サステナブルファッションとは? マテリアル

繊維の特徴を知って、賢く選ぶ!麻編

前回のコットン編に引き続き、繊維の特徴を知ろう!の第2弾です。今回はコットンと同じ植物繊維の「麻」の特徴についてみていきます。

結論から言うと、夏の普段着にもってこいの繊維で、消臭効果等も期待できるすごいやつです。そして、何よりコットンに比べて環境負荷がとても少ないので、クローゼットのサステナブル化のために積極的に取り入れたい繊維です。

 

繊維の中の「麻」の位置

麻は植物からとれるので、「植物繊維」の仲間です。

麻の種類

実は、麻は植物の葉や茎からとれる繊維の総称のことで、特定の植物からとれる繊維を指しているわけではありません。
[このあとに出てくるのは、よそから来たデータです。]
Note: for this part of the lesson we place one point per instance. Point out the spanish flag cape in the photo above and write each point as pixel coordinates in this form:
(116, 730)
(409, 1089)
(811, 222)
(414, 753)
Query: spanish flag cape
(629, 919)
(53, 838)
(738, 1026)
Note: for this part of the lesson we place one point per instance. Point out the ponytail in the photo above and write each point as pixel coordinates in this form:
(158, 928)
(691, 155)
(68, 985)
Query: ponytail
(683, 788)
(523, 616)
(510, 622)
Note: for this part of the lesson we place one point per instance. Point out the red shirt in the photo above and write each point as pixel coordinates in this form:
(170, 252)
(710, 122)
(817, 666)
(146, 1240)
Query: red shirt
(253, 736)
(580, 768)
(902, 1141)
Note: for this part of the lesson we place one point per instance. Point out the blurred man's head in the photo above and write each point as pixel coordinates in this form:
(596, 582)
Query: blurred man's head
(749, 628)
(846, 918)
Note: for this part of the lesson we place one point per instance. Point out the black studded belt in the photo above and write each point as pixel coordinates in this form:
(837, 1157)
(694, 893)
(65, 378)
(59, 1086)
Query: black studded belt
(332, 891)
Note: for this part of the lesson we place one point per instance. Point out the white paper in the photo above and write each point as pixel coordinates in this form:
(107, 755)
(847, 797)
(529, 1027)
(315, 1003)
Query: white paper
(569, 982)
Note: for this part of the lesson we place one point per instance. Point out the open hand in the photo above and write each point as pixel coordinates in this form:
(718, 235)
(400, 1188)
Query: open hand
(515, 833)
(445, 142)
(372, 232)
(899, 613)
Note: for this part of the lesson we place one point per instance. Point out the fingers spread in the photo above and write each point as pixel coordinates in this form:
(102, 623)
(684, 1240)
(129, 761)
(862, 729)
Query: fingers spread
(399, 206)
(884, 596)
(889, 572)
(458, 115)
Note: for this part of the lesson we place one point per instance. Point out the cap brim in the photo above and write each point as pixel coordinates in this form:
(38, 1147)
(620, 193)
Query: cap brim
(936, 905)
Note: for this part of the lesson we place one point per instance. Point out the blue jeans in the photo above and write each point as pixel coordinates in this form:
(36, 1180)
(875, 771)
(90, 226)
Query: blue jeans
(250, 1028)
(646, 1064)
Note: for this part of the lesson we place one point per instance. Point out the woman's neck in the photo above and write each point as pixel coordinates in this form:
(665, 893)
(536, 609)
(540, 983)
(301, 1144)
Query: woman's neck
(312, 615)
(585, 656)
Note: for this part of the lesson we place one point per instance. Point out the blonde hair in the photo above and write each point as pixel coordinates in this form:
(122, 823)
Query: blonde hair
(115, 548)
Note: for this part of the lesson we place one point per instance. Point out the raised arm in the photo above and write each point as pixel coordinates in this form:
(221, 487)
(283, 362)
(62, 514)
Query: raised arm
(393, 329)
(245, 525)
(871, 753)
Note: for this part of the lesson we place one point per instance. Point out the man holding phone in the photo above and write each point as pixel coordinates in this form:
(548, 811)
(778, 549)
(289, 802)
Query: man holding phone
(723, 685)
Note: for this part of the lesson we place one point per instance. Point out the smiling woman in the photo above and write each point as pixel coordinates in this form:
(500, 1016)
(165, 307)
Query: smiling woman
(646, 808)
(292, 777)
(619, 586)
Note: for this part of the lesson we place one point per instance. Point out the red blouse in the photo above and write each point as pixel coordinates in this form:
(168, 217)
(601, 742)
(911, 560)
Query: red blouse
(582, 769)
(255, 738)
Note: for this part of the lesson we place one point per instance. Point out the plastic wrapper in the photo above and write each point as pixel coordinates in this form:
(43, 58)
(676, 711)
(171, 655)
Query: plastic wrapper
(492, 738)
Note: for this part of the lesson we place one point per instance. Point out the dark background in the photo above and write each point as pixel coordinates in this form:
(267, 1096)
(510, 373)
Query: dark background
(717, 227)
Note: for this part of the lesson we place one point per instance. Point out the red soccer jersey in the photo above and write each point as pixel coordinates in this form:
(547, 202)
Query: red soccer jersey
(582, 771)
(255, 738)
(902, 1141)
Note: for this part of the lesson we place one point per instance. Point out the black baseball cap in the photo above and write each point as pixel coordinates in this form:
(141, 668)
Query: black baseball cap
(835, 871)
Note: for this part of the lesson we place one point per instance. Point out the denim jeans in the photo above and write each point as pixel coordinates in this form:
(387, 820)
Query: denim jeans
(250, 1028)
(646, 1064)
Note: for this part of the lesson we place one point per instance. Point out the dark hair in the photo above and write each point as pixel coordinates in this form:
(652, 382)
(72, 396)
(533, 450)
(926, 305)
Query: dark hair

麻は「靭皮(じんぴ)繊維」と「葉脈繊維」とに大きく分かれます。葉脈繊維は字のごとく、葉っぱから採れる硬い繊維です。その硬さから織物には向いておらず、ロープ等に使用されています。一方で、靭皮繊維は茎のすぐ内側にある柔らかい繊維です。麻の衣類はこの靭皮繊維から作られています。

今回はこの靭皮繊維の中から、衣類に使用されることの多い、「リネン(亜麻)」、「ラミー」、「ヘンプ(大麻)」の特徴を見ていきます。
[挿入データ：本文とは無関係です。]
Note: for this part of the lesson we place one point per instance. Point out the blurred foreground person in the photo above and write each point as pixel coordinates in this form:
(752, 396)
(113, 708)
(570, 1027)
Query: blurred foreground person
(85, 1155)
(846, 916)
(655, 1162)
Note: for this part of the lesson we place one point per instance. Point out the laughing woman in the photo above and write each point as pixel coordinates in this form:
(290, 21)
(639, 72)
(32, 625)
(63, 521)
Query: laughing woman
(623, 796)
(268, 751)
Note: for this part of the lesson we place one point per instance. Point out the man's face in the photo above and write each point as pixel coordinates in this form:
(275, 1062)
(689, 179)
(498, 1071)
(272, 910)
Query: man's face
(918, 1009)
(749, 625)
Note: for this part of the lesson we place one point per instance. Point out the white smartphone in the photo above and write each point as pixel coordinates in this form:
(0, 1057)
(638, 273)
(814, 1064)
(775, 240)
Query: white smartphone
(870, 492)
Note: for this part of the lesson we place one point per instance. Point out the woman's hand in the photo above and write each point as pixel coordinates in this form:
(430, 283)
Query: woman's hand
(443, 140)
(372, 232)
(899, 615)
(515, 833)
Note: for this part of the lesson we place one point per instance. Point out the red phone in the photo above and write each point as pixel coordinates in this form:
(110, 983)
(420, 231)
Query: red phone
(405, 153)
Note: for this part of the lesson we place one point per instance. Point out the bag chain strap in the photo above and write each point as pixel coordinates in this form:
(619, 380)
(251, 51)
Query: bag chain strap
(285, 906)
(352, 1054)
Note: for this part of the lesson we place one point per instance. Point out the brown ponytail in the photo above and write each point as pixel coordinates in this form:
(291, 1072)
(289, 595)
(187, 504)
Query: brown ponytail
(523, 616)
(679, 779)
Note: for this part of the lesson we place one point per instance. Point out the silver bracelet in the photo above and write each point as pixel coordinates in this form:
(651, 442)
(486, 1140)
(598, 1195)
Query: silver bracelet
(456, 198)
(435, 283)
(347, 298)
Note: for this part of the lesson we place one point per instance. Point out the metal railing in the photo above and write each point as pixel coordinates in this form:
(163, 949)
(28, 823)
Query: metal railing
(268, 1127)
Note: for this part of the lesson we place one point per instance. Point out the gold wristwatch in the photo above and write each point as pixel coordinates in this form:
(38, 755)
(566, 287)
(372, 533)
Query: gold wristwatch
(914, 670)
UnsplashMatteo Paganelliが撮影した写真

リネン(亜麻)

リネンはフラックスという植物からとれる繊維です。

現在リネンの生産高は90%以上をヨーロッパが占めています。ヨーロッパの中でもトップ2がフランスとベルギーです。

特徴

① 吸湿力と発散力に優れている

汗を吸収しすぐに乾かしてくれるので、暑い日でも服が肌にくっつかず不快感がありません。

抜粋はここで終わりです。